Listen to this post:
Good morning,
On Monday’s Sharp Tech we discussed the TikTok situation, including a digression about how the nature of governing may be poised to change under the current administration (the flood of executive orders very much fit within the thesis I put forward), and how tech companies have become quasi-government entities in their own right.
On to the Update:
Stratechery Updates
A few notes about some Stratechery changes that happened over the weekend:
- First, the Stratechery website has been re-designed to better accomodate the additional content in the Stratechery bundle. Articles and Updates now include a podcast player (and YouTube link, if it exists), and the latest podcasts in the Stratechery Plus bundle are in the sidebar. There is also a new visual distinction between quotes from external sources versus from past Stratechery posts (this has not yet been added to the emails).

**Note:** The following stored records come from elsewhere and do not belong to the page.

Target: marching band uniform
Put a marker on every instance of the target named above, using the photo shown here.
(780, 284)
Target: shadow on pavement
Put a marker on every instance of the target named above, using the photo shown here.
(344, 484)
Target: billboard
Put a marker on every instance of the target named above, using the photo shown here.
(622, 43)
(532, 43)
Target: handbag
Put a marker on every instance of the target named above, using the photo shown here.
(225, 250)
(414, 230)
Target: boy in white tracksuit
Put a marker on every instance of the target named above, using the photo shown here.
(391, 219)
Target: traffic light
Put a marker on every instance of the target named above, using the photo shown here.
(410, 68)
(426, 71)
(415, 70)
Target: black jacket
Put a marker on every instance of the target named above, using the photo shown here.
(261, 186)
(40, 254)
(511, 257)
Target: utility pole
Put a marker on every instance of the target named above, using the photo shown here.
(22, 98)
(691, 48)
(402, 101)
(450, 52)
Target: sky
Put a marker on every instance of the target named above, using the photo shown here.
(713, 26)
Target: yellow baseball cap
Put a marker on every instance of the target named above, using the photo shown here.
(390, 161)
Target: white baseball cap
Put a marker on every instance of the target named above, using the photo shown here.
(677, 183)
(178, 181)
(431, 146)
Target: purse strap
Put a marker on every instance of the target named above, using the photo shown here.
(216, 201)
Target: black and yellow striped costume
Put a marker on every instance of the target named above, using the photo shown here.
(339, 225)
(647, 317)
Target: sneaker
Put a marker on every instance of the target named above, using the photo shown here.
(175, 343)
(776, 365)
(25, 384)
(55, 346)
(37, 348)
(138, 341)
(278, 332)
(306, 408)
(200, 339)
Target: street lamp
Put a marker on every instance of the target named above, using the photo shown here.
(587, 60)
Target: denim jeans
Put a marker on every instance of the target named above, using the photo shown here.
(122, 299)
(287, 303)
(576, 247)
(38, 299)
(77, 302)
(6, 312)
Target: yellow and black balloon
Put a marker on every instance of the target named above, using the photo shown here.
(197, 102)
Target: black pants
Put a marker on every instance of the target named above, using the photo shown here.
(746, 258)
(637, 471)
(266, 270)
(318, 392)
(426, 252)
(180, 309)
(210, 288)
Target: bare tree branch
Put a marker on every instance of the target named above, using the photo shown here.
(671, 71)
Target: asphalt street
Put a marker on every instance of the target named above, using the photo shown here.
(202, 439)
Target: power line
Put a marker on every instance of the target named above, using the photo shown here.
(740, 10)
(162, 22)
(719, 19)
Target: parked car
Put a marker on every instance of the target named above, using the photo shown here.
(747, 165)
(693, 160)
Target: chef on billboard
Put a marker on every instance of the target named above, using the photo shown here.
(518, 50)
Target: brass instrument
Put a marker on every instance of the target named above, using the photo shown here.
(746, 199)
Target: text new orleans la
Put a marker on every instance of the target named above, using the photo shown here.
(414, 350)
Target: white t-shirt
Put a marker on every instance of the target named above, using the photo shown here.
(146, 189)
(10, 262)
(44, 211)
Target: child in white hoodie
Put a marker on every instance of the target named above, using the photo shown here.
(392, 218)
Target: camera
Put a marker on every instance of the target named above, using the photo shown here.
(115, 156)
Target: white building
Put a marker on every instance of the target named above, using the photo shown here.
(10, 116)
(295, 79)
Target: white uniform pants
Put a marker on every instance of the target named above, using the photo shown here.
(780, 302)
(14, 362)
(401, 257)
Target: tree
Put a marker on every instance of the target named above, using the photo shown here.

- Second, there were two bugs that I want to apologize for. First, feeds across the Stratechery bundle contained podcasts from other shows early Monday morning. That was rectified fairly quickly, and you can refresh your feed if they are still incorrect. Secondly, and more seriously, the SMS notification for yesterday’s Interview with Jon Yu was sent to every phone number, when it should have only been sent to those who have opted in to SMS notifications in their account settings. This is totally unacceptable on my part and I am very sorry about this.
This was, as you might have guessed, a very substantive Update to nearly every piece of Stratechery infrastructure, and frankly, we didn’t handle it as well as we should have (I haven’t even mentioned countless Updates over the last few years, because they usually go much more smoothly!). We did learn a lot, though, and fixed some very obscure bugs that will make Passport better in the long run.
With that out of the way, I am very excited about the content additions: I think that Jon Yu’s Asianometry is a tremendous resource; check out the introductory post if you missed it, as well as the Interview I did with Jon.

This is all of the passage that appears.